A Writer’s People

My review of Naipaul’s latest appeared in the Sunday Indian (Oct 15-21). An excerpt:
In [A Writer’s People], Naipaul is reading and writing only in the way a novelist can. In two brief but beautiful paragraphs, he presents a portrait of contrasting ambitions. First, Balzac’s Rastignac on a hill at evening above the cemetery of Paris. Rastignac stands overlooking the ‘hive’ of the famous city, and vows to taste its honey on his lips. Then, Gandhi in South Africa. The Indian leader, Naipaul writes, “has no idea of the unbearable beauty of the hostile city.” He only has “small, manageable political aims.” As he matures, his vision widens, and the nature of his rebellion grows. Writes Naipaul, “His politics becomes indistinguishable from his spirituality. There has never been any taste of honey on his lips.”
But the more indelible images come from Naipaul’s own past. At his grandmother’s house in Trinidad, back in 1944 or 1945, there was a Hindi-speaking mattress-maker who had come from India, perhaps one of the last recruits under the system of indentureship.
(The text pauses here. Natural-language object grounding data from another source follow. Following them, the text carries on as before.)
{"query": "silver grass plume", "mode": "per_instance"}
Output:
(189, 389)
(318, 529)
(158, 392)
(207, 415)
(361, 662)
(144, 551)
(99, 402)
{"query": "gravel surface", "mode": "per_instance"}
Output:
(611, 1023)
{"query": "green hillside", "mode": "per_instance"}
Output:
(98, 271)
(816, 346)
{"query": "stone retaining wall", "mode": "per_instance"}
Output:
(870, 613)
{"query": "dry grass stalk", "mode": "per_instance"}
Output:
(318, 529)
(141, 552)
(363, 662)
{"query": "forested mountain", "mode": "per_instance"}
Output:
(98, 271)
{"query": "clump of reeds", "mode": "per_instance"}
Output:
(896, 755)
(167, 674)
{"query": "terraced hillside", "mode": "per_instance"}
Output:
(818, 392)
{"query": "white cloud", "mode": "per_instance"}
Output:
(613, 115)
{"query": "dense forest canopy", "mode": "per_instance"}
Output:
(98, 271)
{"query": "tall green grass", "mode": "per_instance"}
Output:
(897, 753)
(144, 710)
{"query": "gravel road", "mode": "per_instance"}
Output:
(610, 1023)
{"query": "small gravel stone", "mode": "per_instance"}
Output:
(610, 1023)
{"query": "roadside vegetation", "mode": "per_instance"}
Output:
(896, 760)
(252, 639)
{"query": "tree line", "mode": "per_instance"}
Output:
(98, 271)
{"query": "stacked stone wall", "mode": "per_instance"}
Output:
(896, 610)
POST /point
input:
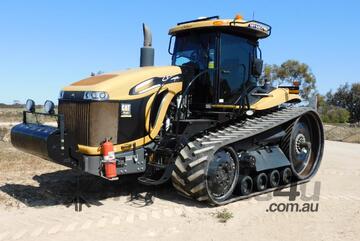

A young Naipaul (twelve- or thirteen-year-old) wanted to know the man’s story and hear from him about India.
He writes, “I tried to make my questions as small as possible. I asked what he remembered most about India. He thought about it for some time and said, ‘There was a railway station.’ That was all I could get out of him.”
Several pages later Naipaul returns to the mattress-maker: “He would not have had the means to tell me about India. He could think only about the biggest and most modern thing he remembered: the railway station. He would have been separate, culturally far away, from his children. He was as solitary as he appeared.”
This is a part of the book’s argument. Experience is not enough; you also need words. Words by themselves aren’t sufficient either, of course. You need ways of seeing and feeling.